Narc #1, by Robert Hawkes
1973, Lancer Books
This is the start of a great series. John Bolt is a narcotics agent for the fictional D-3 agency, aka the Department of Dangerous Drugs. A 31 year-old with a running scar along his forehead and a lifetime of experience cracking hoods and international drug cartels, Bolt is the top agent at D-3, going after the toughest assignments. The latest case is a massive shipment of heroin coming into NYC; Bolt must figure out who is behind it, how they are working, and also determine which of his fellow narcs is a turncoat.
The book opens with a gory battle as Bolt and his fellow D-3 agents attempt to arrest high-profile French heroin kingpin Antoine Peray. But even imprisoned in an American hospital (recuperating from the bullet in the thigh Bolt gave him) Peray is still dangerous: he has placed a bounty on Bolt's head, and there are many willing to collect it. Not only that, but a black American heroin dealer named St. James Livingston has been working on a huge shipment with Peray, brining in a thousand kilos of heroin, the largest shipment in history.

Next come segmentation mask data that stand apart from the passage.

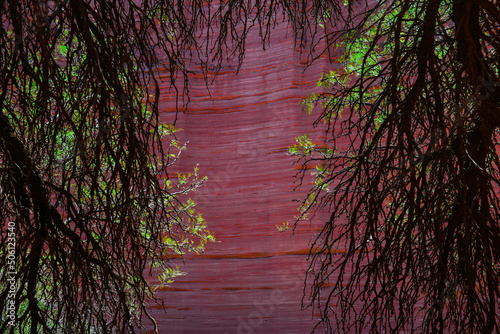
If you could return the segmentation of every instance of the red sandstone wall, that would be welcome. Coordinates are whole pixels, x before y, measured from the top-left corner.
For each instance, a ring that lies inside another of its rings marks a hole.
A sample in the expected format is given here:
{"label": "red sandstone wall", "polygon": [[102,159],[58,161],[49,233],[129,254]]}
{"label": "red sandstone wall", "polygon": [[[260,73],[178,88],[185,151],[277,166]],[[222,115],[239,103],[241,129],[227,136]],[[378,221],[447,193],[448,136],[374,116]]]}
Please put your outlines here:
{"label": "red sandstone wall", "polygon": [[160,291],[168,305],[154,311],[160,333],[308,333],[315,323],[300,307],[314,228],[304,222],[292,235],[276,225],[293,221],[292,199],[301,198],[287,147],[314,131],[300,101],[330,65],[306,69],[286,29],[277,27],[267,51],[254,31],[240,73],[231,64],[211,86],[213,100],[201,79],[191,81],[192,102],[177,121],[189,140],[180,166],[199,163],[209,177],[194,198],[219,243],[190,256],[187,275]]}

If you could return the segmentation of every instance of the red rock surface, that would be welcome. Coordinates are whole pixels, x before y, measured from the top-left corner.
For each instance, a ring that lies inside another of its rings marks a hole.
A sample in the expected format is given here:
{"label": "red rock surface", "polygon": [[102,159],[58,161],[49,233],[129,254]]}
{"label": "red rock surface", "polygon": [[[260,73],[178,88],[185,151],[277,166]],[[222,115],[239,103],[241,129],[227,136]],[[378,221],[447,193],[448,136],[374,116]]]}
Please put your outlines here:
{"label": "red rock surface", "polygon": [[[301,311],[314,227],[303,222],[292,235],[276,225],[293,222],[292,199],[303,196],[292,191],[297,169],[286,154],[296,136],[315,131],[300,102],[331,65],[323,58],[306,68],[286,23],[273,36],[264,51],[258,31],[249,35],[240,73],[235,60],[212,98],[193,78],[192,102],[178,115],[179,137],[189,140],[179,167],[199,164],[209,177],[194,199],[218,243],[180,263],[187,275],[159,292],[168,307],[153,312],[160,333],[308,333],[315,324]],[[162,103],[171,120],[171,103]]]}

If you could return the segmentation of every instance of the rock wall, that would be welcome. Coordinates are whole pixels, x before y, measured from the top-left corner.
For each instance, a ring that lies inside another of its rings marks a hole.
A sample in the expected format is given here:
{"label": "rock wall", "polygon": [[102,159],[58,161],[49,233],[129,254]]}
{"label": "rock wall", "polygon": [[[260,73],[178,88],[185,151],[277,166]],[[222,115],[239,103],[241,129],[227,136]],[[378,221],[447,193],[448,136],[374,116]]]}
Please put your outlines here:
{"label": "rock wall", "polygon": [[[332,65],[321,58],[306,67],[286,23],[272,36],[264,51],[254,30],[240,72],[229,63],[211,96],[200,76],[191,80],[192,101],[177,120],[180,139],[189,140],[179,166],[199,164],[209,177],[194,199],[218,242],[179,262],[187,275],[159,292],[168,308],[153,312],[160,333],[308,333],[316,323],[301,310],[315,226],[303,222],[292,234],[276,225],[294,221],[292,200],[304,194],[293,191],[297,166],[287,147],[300,134],[321,136],[300,102]],[[163,103],[171,121],[171,103]]]}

Livingston has his own troubles: he's created a draught of heroin in NYC, hoping to make a huge score when he imports the massive shipment of heroin. But Peray's imprisonment hamstrings him. In an attempt to make Peray stay true to his deal, Livingston kidnaps Peray's daughter. Bolt is caught in the middle of all this, going up against two kingpins who both want him dead. Along the way he meets the daughter of a man he killed in self-defense years before, defends himself with nothing but a pot of hot coffee against shotgun-wielding street thugs, and engages in several battles of will against his D-3 boss.
Robert Hawkes was a psuedonym for Marc Olden, who these days is remembered mostly for his Black Samurai series. But if this first volume is any indication, Narc is actually the better series. It has all the Olden staples: sinewy prose, vivid action sequences, dollops of gore, colorful language, and good characterization. It also has more of a nihilistic feel than Black Samurai; Bolt is a die-hard cynic, he believes the world is rotten and is steadily going to hell. The nihilism goes into overdrive in a wonderful sequence in which Bolt flashes back to his training in "The Game," so called by the Japanese karate master who taught Bolt how to detect and deflect danger at every waking moment. (This martial arts bit also harkens back to Black Samurai, but the karate here is only marginal; Bolt mainly kills his opponents with a pistol or a custom-made shotgun.)
The series jumped over to Signet after this initial volume, with better cover art -- in fact, the Signet cover art came from the same artist who did the Black Samurai covers.